Written by Justin Levinsohn, Technical Director
On a recent project, a designer came to me and asked if it were possible to detect the dominant color in an image and map it to a predefined color palette. The use case was when a user uploaded an image of their company logo, the subsequent dashboard page would detect the dominant color and match that to the client's color palette to style the components on the page accordingly. This provides a subtle but eye-catching bit of personalization for a user and helps them feel the site is tailored for them.
In the past, I’ve explored using canvas to find a color within an image so my first thought was to visit Codepen to try to find an example. Sure enough, there were a few examples to use as a starting point. I chose to fork a pen by Danail Hadjiatanasov (@AtomicForce). The code is pretty straightforward: it creates a canvas, adds the image to the canvas, and moves along the image every 5 pixels to assess the RGB values to define a dominant color.
Having that code as my base, I tried to map the dominant RGB values to the closest match in the predefined set of colors. I set up an array of RGB values of my defined palette and an identifying name.
Next, I use the code from below to iterate over the images on the page and find the dominant color of each, running the 'getAverageRGB' function on each image.
After this step, I faced the biggest challenge of this proof of concept. RGB values are difficult to use to find the closest match to a different color. The RGB color model is often depicted as a cube by mapping the red, green, and blue dimensions onto the x, y, and z axis in 3D space thus making it not an especially intuitive model for creating colors in code. Humans do not think about colors as mixes of red, green, and blue lights. In my instance, the R values may be close to matching an existing palette color, but if the G and B values aren’t then the colors will be vastly different. Comparing each of the R, G, and B values and their proximity to each R, G, and B value of a defined color seemed too difficult and fraught with potential inaccuracy.

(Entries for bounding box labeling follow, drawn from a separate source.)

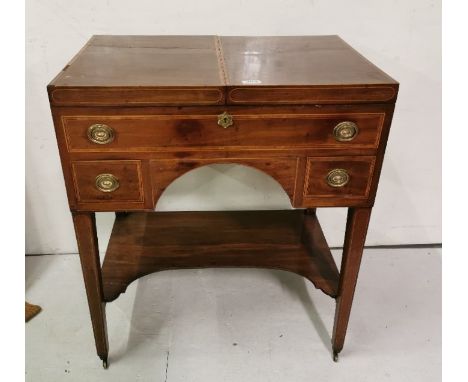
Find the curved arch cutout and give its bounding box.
[150,158,297,210]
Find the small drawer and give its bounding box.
[304,157,375,199]
[62,110,385,152]
[72,160,144,203]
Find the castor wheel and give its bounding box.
[333,351,338,362]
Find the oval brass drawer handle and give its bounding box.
[333,121,359,142]
[88,123,114,145]
[218,111,234,129]
[96,174,120,192]
[327,168,349,187]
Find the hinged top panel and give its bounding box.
[49,36,398,106]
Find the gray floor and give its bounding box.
[26,249,441,382]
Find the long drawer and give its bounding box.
[62,112,385,152]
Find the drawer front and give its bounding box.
[72,160,144,203]
[304,157,375,199]
[62,113,385,152]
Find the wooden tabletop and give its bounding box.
[49,36,398,103]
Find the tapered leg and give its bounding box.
[73,213,109,368]
[332,208,372,361]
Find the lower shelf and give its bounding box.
[102,210,339,302]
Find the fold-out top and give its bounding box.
[48,36,398,106]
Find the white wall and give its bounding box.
[26,0,441,253]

Fortunately, when working with color on the web, we can also use HSL (hue, saturation, lightness) values, specifically, the hue value. HSL is a cylindrical color model that remaps the RGB primary colors into dimensions that are easier for humans to understand. This provides an easier way to calculate the proximity of the color to a close match.
Finishing It Off
The final piece of color matching code loops through the predefined color palette, converts the RGB values into HSL, finds the difference between the hue value of the dominant image color and the palette colors to find the closest match. The color with the smallest difference is the best match. After that I simply add the palette name as a class to an element in the DOM.
For quick proofs of concept like this, I think it’s useful to leverage code others have written (legally, of course) from sites like Stack Overflow, CSS Tricks, or Codepen. It helps get quickly from, “is this possible” to “yes, this can be done!” Once the challenge has been proven and you start writing production code, you can decide to write your own version or appropriately credit the original author.
(Note, the images in the markup are in base64 because I couldn’t figure out how to upload images within Codepen to allow an image to be used in canvas from their CDN. If you try this locally or on your own servers, you can better define image permissions to allow access for canvas while using a standard image src definition in the markup).